As valuable as email, texting, and social media are to employers, their use doesn’t come without risk for employers.
Courts have allowed employees to establish harassment through the use of email alone, as well as in conjunction with other forms of physical and verbal misconduct. The “harmless” flirtations or jokes (about age, nationality, religion, etc.) that may have been hard to prove in the past are now electronically stored and conveniently packaged for delivery to a jury.
Mobile technology takes this HR nightmare one step further. Now, employees don’t have to be in front of a computer to send an inappropriate email, text, or other social networking message.
“Sexting” refers to the practice of sending sexually explicit text messages to others. The term was coined in reference to the phenomenon of people sending nude photos or sexual messages to each other via text messages on their cell phones. But electronic exhibitionism has quickly made its way into the workplace and manifested itself as just one more form of workplace harassment.
With the introduction of sexting in employment law, employers must now address issues arising from “textual harassment.” The use of text messaging in this manner is simply another form of sexual harassment. It’s no different from harassment via email.
One reason harassment by cell phone may be gaining prevalence is that nearly every cell phone sold now has not only a digital camera but also a video camera and digital audio recorder. These multimedia functions can be used to send messages, photos, and video – by email or text – with the click of a button or even to upload directly to a social networking site. The temptation for abuse is too much for many people, and they often succumb to the inclination at work.
Employees can post sexually explicit messages, photos, video, and audio in the blink of an eye – without a thought to the consequences for themselves or the company.
A few examples of technology-enabled harassment:
- A former waitress sued a Hooters restaurant claiming a manager sexually harassed her with text messages.

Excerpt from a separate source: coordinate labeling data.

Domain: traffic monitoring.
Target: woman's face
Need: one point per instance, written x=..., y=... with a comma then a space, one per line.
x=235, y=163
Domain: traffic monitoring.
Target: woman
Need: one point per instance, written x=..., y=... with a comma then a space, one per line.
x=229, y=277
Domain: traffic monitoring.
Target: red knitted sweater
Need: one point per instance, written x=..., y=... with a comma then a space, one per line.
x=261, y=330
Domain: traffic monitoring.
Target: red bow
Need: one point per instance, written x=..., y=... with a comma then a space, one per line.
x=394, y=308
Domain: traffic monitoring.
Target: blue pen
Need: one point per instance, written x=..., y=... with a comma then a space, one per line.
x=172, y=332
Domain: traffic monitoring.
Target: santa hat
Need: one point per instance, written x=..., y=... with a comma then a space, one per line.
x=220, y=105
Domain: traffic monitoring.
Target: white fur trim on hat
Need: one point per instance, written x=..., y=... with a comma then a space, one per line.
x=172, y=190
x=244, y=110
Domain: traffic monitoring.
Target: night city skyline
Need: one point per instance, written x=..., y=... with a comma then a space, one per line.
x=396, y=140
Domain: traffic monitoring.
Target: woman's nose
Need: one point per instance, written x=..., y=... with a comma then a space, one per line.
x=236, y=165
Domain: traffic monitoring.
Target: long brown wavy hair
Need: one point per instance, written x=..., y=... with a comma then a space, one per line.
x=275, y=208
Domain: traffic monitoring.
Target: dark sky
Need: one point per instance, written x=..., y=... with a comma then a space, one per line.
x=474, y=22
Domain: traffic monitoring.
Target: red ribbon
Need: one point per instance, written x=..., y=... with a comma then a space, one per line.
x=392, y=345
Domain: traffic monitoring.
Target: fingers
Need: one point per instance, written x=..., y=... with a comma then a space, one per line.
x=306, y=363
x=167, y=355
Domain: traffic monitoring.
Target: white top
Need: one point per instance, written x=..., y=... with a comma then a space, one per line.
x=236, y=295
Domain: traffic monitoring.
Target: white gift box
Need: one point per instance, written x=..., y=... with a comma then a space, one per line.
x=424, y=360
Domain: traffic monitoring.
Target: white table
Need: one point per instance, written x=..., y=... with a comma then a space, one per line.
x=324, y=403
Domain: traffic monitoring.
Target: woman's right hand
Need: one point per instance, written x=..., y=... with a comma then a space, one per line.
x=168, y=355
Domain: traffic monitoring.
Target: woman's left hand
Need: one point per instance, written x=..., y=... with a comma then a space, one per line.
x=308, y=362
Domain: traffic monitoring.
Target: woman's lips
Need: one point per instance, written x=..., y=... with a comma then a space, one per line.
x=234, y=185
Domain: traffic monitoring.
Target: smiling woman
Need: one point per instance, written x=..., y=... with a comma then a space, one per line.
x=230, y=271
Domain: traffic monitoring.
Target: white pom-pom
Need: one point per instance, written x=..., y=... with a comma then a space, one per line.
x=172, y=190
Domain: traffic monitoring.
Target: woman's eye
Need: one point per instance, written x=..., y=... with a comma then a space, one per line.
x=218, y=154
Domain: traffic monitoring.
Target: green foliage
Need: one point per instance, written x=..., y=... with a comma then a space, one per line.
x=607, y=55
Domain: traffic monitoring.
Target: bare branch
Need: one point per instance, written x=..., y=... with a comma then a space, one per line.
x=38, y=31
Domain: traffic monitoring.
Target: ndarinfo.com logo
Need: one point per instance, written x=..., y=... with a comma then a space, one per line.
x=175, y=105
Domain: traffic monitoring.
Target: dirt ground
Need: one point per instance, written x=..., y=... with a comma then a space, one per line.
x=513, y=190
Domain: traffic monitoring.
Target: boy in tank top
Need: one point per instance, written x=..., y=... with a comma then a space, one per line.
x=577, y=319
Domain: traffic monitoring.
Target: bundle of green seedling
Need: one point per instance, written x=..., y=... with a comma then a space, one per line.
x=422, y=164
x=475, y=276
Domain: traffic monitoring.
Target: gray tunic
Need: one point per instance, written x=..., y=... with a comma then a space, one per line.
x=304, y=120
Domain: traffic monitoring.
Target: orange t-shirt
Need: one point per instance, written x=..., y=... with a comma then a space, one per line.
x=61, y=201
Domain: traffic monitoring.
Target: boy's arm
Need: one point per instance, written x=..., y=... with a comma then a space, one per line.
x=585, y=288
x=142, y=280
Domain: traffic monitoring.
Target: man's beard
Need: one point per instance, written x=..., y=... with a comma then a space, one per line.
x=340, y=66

- A municipal employee in Illinois alleged that the town president sexually harassed her for years. Part of the harassment included sending so-called “lewd and sexually explicit text messages.”
- A manager overheard a comment made by a female employee to a coworker about buying a new dress. He then sent her a late-night email from his personal account telling her he couldn’t wait to see her in it.
- In England, a teenage employee who claimed she quit her job after being bombarded with suggestive text messages from her 50-year-old boss won her sex discrimination case.
Social media also can be a tool of workplace harassment. Once employees become connected on sites such as Facebook and Twitter, it takes only a few keystrokes to send an improper private message or post something off-color for the whole virtual world to see.
To address and prevent technology-facilitated harassment, employers can take two crucial actions:
- Implement and distribute a clear electronic communications policy.
- Train employees on the use of electronic media, including social networking sites.
Simply blocking access to social networking sites on company computers is rarely effective in blocking an employer from liability. The fact remains that online content is nearly always accessible from other devices, such as smartphones, tablets, and personal laptops that employees sometimes use for work.
In addition to losing out on networking and business development opportunities, an employer may undermine employee morale when it punishes the entire workforce by blocking access because of the misbehavior of a few bad apples.